It was lunch time. I’d barely sat down when she walked up to me. “Hi,” she said, “I hate to ask you this, but may I borrow some money?” I smiled awkwardly. I was still new in the office. Sure, I joked with everyone but there was still a certain level of newness to our office relationship. So, for this lady to walk up to me about this, I must have been her last resort. Though I felt trapped, I looked at her, smiled and responded, “Sure! How much?” She relaxed. I had no idea how tense she was till a smile broke out on her face. How could I say no to that or make her feel any less of a person because she was in need? How?
I asked for her details and transferred the money, crying internally at the charges and the unbudgeted for expense. I was already cutting it close with some heavy expense I’d made a week before. I couldn’t tell her that though. She’d have felt burdened. As she left, she said something about paying me back almost immediately. I assumed she meant the next day. She didn’t.

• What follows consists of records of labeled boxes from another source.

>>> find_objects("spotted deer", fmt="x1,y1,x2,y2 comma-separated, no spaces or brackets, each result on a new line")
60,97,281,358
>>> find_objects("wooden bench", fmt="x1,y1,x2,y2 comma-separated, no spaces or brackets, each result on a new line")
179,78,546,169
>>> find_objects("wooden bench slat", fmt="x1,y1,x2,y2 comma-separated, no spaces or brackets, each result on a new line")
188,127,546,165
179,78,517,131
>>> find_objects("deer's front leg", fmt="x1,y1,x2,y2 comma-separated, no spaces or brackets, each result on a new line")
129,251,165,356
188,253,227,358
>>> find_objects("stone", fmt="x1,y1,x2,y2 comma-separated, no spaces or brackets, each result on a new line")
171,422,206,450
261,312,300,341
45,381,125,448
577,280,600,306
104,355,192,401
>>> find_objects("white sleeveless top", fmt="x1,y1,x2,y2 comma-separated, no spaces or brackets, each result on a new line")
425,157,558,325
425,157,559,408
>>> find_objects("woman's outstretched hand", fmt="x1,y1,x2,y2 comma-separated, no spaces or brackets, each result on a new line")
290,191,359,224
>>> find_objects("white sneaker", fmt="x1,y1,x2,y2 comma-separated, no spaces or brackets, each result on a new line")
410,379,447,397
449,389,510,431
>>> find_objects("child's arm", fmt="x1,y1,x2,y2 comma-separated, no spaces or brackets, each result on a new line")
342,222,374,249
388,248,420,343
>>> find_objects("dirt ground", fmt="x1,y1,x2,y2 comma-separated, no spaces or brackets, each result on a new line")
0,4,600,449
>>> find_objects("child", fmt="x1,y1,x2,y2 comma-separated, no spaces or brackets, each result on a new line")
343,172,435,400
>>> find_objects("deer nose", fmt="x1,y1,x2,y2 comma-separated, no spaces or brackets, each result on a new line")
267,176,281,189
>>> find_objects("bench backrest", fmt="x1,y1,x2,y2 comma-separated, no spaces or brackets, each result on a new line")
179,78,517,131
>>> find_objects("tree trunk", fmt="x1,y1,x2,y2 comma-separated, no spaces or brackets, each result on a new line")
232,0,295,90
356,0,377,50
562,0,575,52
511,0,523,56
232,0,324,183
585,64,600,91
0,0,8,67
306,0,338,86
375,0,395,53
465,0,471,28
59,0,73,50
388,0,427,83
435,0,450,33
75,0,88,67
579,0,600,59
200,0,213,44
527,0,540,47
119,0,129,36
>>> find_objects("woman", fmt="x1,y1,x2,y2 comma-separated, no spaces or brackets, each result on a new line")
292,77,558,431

A week went by, and I was hanging on by a thread. I had to ask her about the money. She was embarrassed. Apparently, she’d intended to pay back three days before, but the funds hadn’t been released yet. She was stressed, and embarrassed. I told her I understood. Then she mentioned that if the money remained unleased by the next week, she would pay me back from her next paycheck. Did I mind, she asked. I smiled. Of course, I didn’t mind. At that point, I was at her mercy. Whenever she chose to pay me back, I had no choice but to wait. I should’ve taken my own advice about not lending money I needed. Rookie mistake.
That month, God came through for me. I had nothing. Yet I was fed every single day. Whenever I felt like I’d reached the end, money I never expected would show up. I lived on the tightrope all month without falling off. Sole dependency on God’s provision.
At the beginning of the next month, first day of the week, she quietly slipped the money to me during lunch. We were both relieved that the whole situation was behind us. We’d had enough of the awkwardness owing money brings into a civil relationship.
This morning, as she told me about something that had happened in my absence, I realised that our relationship had become better because of the money. And honestly, it wouldn’t have been but for God. For wisdom and grace to manoeuvre the situation, and His provision. His ever needed, always welcome provision.